Sarge let go of Edwin and picked up the shovel, drawing a line in the gravel. “Young Willie, do you pledge unwavering allegiance to your nightwalker brethren? To stand alongside us, hunting the beasts roaming this academy?”
“Sorry?” Edwin swallowed hard at the unusual sound that escaped him, eyes darting between the expectant nightwalkers surrounding them. There was nowhere to run.
Sarge frowned, bowing up to him. “Did you hear me, boy?”
Frank made a face, cocking his head to the side. Edwin knew he was making a scene, but he couldn’t do it. He didn’t want this life.
Eyeing the armed nightwalkers, their shovels all ready to pummel him if he didn’t agree. Did he have any choice? If they killed him, would he come back to life as someone else or would he die for good this time? Edwin’s heart sank, realizing he had no other choice.
With a simple nod, he accepted the heinous pledge and Sarge threw him the shovel. “Dig.”
The men holding Edwin’s old body threw it unceremoniously by his side. It landed with a thud on the uneven ground. He couldn’t bring himself to look at it, the need to puke growing with each passing minute.

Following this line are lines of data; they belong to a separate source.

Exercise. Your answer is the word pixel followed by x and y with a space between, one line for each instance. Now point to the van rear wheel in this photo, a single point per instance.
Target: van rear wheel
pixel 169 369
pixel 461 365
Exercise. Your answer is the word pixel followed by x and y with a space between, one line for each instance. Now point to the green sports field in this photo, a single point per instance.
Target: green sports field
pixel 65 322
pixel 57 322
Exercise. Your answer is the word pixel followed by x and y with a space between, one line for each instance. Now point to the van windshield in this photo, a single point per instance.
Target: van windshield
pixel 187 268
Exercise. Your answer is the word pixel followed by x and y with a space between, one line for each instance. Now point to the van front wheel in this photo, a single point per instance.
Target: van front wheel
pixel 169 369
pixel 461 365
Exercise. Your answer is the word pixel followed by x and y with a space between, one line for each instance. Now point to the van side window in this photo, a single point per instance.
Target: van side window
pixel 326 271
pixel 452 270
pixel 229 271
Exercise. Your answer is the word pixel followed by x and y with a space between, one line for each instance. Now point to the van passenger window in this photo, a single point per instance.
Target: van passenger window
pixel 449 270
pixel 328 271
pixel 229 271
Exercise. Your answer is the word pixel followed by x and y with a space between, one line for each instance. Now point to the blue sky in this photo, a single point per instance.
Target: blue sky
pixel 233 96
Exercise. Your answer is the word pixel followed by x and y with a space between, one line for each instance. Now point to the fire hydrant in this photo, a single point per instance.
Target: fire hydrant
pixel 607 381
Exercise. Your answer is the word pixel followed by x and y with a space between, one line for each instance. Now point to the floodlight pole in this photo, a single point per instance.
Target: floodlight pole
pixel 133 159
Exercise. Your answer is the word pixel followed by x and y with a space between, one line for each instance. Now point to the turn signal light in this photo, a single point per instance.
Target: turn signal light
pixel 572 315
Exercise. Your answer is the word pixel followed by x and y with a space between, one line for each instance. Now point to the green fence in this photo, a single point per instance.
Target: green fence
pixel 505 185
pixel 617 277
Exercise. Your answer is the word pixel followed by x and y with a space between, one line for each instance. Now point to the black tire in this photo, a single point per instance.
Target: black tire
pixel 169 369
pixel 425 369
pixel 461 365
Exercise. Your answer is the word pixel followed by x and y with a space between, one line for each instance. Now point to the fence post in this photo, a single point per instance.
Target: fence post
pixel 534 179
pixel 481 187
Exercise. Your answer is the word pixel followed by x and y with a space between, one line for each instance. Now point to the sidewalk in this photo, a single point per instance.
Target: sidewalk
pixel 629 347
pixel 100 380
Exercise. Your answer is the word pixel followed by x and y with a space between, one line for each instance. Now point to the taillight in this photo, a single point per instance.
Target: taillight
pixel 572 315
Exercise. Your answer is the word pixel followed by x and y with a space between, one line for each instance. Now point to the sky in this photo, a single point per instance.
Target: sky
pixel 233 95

“Dig now.” Sarge nodded towards the line he’d drawn.
Edwin sucked in one final breath before wrapping a shaky hand around the shovel, placing the hilt of it at the center of the line. He was about to dig his own grave.

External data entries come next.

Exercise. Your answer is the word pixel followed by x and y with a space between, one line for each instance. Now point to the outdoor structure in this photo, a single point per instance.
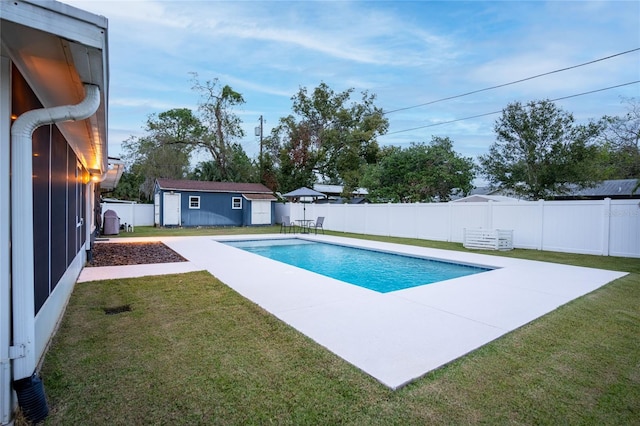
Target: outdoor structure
pixel 201 203
pixel 333 194
pixel 616 189
pixel 54 92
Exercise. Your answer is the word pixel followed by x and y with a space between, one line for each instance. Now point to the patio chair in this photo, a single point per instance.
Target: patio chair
pixel 287 225
pixel 318 224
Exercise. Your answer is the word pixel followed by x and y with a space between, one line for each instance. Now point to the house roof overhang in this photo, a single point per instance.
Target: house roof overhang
pixel 258 197
pixel 58 48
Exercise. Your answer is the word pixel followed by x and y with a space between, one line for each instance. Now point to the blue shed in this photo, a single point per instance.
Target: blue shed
pixel 200 203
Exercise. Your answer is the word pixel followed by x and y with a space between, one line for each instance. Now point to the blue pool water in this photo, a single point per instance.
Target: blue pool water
pixel 378 271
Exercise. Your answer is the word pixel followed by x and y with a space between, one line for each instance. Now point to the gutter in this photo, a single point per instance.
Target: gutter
pixel 23 312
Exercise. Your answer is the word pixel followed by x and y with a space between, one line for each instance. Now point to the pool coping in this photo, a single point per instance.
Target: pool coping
pixel 395 337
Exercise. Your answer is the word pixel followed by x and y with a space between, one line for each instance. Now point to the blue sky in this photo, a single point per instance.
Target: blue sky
pixel 405 52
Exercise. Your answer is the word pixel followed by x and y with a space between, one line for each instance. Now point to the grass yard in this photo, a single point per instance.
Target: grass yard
pixel 192 351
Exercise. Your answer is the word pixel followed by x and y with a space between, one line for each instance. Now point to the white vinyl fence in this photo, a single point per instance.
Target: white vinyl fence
pixel 131 213
pixel 601 227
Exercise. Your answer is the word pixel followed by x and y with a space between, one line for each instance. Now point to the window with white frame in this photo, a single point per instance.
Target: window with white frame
pixel 236 203
pixel 194 202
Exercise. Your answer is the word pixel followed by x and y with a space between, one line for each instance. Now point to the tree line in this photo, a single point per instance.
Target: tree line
pixel 332 137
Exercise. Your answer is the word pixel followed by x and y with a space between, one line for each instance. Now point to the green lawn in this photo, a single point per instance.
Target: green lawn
pixel 192 351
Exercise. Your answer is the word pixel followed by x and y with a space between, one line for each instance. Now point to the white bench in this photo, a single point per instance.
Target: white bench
pixel 488 239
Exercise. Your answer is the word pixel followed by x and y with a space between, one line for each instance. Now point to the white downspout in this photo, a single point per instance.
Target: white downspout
pixel 24 362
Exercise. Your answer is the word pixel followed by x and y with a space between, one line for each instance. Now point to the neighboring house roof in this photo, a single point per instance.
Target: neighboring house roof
pixel 618 188
pixel 479 198
pixel 206 186
pixel 337 189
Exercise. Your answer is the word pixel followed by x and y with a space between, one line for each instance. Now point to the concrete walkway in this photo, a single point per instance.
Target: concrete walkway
pixel 395 337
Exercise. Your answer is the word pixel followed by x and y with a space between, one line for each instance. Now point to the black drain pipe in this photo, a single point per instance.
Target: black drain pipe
pixel 27 384
pixel 31 398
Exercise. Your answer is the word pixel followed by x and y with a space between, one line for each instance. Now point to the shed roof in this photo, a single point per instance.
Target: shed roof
pixel 206 186
pixel 617 188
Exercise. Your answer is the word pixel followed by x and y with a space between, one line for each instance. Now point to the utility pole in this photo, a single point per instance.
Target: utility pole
pixel 259 133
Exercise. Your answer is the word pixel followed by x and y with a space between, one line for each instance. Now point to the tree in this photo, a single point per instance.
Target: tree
pixel 327 138
pixel 240 169
pixel 621 140
pixel 130 185
pixel 420 173
pixel 166 148
pixel 540 152
pixel 222 126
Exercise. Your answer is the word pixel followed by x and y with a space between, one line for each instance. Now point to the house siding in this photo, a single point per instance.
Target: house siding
pixel 59 189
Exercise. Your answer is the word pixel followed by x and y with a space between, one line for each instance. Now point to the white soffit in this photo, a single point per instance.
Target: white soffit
pixel 57 48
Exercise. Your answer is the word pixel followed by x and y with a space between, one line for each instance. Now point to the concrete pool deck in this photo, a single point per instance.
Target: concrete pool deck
pixel 395 337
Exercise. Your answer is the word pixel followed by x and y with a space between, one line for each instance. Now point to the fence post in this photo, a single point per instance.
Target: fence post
pixel 606 225
pixel 541 224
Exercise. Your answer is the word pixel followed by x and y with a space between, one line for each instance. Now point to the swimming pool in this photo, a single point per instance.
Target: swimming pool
pixel 383 272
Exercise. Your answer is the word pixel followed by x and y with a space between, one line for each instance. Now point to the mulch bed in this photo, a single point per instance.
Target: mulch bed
pixel 116 254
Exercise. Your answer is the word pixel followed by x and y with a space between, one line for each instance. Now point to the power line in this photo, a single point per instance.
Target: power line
pixel 498 112
pixel 512 82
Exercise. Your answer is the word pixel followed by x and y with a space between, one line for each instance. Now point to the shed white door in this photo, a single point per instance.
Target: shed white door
pixel 156 209
pixel 171 209
pixel 260 212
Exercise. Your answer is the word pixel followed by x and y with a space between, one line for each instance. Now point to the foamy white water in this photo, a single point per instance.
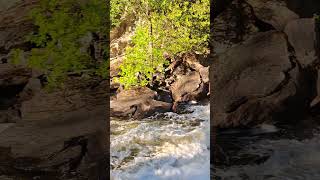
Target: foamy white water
pixel 173 147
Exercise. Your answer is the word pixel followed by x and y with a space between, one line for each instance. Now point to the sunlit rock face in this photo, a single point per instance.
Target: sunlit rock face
pixel 305 8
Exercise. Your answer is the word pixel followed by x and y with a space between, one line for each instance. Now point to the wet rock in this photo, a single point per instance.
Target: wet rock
pixel 188 87
pixel 61 133
pixel 274 12
pixel 233 25
pixel 302 36
pixel 257 82
pixel 137 103
pixel 305 8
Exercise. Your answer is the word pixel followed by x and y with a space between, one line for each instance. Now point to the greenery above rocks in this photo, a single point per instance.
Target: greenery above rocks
pixel 63 42
pixel 163 29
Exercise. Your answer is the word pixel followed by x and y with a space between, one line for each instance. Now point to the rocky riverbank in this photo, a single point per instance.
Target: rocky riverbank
pixel 265 90
pixel 265 67
pixel 47 135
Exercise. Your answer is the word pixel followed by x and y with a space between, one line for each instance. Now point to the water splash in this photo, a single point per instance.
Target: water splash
pixel 168 146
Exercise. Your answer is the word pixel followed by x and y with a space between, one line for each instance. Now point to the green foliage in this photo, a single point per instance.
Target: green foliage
pixel 164 26
pixel 16 56
pixel 62 26
pixel 141 60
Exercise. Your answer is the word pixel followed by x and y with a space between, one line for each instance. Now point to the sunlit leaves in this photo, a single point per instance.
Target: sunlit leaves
pixel 177 26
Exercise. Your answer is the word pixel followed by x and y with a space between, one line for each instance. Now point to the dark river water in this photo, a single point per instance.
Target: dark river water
pixel 270 152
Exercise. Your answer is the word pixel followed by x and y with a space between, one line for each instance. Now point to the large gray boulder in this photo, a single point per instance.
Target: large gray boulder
pixel 257 81
pixel 61 134
pixel 302 37
pixel 137 103
pixel 274 12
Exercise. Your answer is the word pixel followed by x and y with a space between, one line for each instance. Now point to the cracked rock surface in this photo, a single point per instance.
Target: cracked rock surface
pixel 271 74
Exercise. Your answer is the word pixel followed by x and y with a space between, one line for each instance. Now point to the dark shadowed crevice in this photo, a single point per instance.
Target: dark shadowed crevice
pixel 304 8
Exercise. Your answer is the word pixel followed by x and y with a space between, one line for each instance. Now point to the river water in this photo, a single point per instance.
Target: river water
pixel 167 146
pixel 270 152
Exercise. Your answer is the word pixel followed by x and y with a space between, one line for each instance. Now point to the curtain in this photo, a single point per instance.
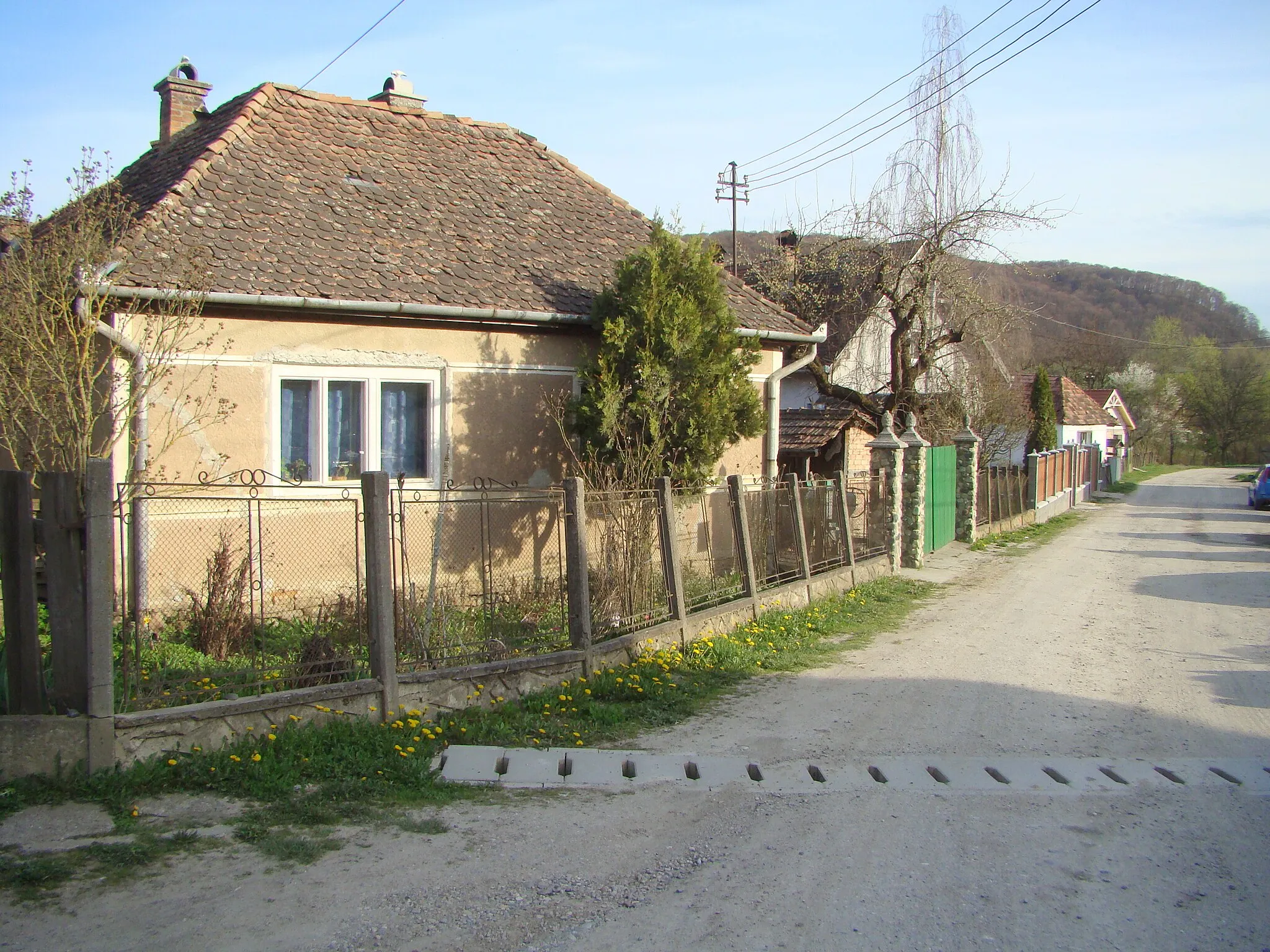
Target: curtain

As the metal plunged into the white powder, the nightwalkers knelt around Edwin in a circle, clapping to the rhythm of his shovel. Tears streamed down his cheek, the image of Lawrence deserting him etched in his memory.
How could he do this to me? Edwin wondered, dabbing the moisture away.
It’s not your brother’s fault, the voice whispered.
Edwin flared his nostrils, huffing in frustration. “What do you mean? Of course, it’s his fault.”
We both know he wasn’t powerful enough to save you. The voice reasoned. But there will be others who will come to this school. Together you will be more powerful than you could imagine.
“And how will that help me?”
Because, my dear child. The calm voice filled Edwin’s mind, distracting him from the scraping of his shovel and the taunting nightwalkers around him. When all my children have transitioned, when the past and the future have entwined, and all have drunk, they will stand with you. Together you will save me.
“But that doesn’t save me,” Edwin replied in a hushed tone.
“FOR FREEDOM!” Sarge shouted, pumping his fist in the air as the nightwalkers leaped up, grabbing shovels of their own and coming to dig alongside Edwin.
Edwin glanced around, growing silent when Frank took a spot by his side to dig.
“Way to go.” Frank patted his shoulder in approval. “You’re almost one of us.”
Edwin smiled half-heartedly as a lump formed in his throat. He couldn't’ believe he would be part of the same gang that orchestrated his murder.
Fear not, my dear Edwin, the voice replied. For when I return, I shall restore you to your original form.
A sliver of hope crept in, lifting Edwin’s spirits at the promise of being back in his own body. “Who are you?”
I’m Credan. I’m the reason your spirit is still alive, the reason you were given these powers in your true form.
Soon you will understand. Credan reassured him. For now, you need to blend in. You need to survive.
“How am I supposed to do that when I’m in this body?”
You’re like me. Credan’s melodic voice echoed. You’re a survivor. I will show you how.